XML import from a Cross-tab Report

willysantara, 2017-06-08 (first published: 2017-06-01)

ETL is truly a continuing journey of exploration.

It is often the case that source databases are, for whatever reason, inaccessible as SQL databases so surrogates have to be used. These can be files of various sorts, scheduled and exported. Today's tale relates to that most verbose of formats - XML.

As with so many ETL projects, the scope and complexity of the ETL phase has been understated, and so quick-and-dirty - that is to say - Spackle - is the order of the day.

The XML in question is not a pure database extract: it is an XML representation of a cross-tab Statistical report from a hotel reservation system. What is required is a simple list of the various statistics, their values, and the grouping to which each belongs. These rows can then be furher shaped and finally inserted to a standard star-schema warehouse.

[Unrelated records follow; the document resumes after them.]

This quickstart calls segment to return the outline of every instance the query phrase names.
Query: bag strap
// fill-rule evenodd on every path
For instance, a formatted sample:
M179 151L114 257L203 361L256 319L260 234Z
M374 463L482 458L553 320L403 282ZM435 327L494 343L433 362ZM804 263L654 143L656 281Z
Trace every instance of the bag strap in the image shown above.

Attempt 1 used SSIS for the XML file read, via an XML Data Source. This resulted in a formidable XSD file to describe the source file contents and assign datatypes. But as should be obvious from the xml, most of the document object model is quite irrelevant for our purposes. Prime example - Column Numbers, which don't pass the 'So What?' test for the warehouse destination.

In another of those real-world sidebars, the entire reservation system is under review. This extract may have a life only of months, so making this whole exercise as simple as possible is an important consideration. It may have to be rejigged for quite another data source - very possibly non-XML - once a replacement system is decided upon.

Recalling that this is an xml rendition of a report, one has to ask - what if a user in the source application tweaks the report definition? The XSD is likely to be rendered instantly obselete, but as it is embedded deep within an SSIS Control Flow, this would cause the task to fail. Failed tasks mean SSIS changes and re-deployment - not a very maintainable proposition. So XML Data Source plus XSD definitions won't do.

Attempt 2, results from a decision to use pure SQL and the old standby: OPENROWSET - which has been well covered in these very forums (or, for the purist, fora), for two reasons.

1 - as pure SQL, the script can be wrapped up as a stored procedure on the BI server, and thus quickly amended to suit any application report definition changes. As many such reports need to be ETL'ed, the procedure can be invoked by a simple SSIS Filewatcher task (Konesans or similar) and the relevant filename passed to it.

2 - as SSIS is so monstrously picky about datatypes, a 'With Result Sets' invocation of the procedure will allow explicit datatyping at the point of extraction - always the best in my experience.

Attempt 2 looks 'down' the XML tree, so the initial Nodes definition in the Cross Apply is'//RES_STATISTICS2/LIST_G_LAST_YEAR/G_LAST_YEAR/LIST_G_CROSS/G_CROSS/LIST_G_SUBGROUP/G_SUBGROUP/LIST_G_DETAIL/G_DETAIL/LIST_G_HEADING1/G_HEADING1/LIST_G_AMOUNT/G_AMOUNT'

This slavishly follows the tree top-down but will, clearly, suffer if that report definition is changed (number of layers, names of elements), plus is a rather formidable string. The procedure does have the advantage of running, but a little optimising seems possible.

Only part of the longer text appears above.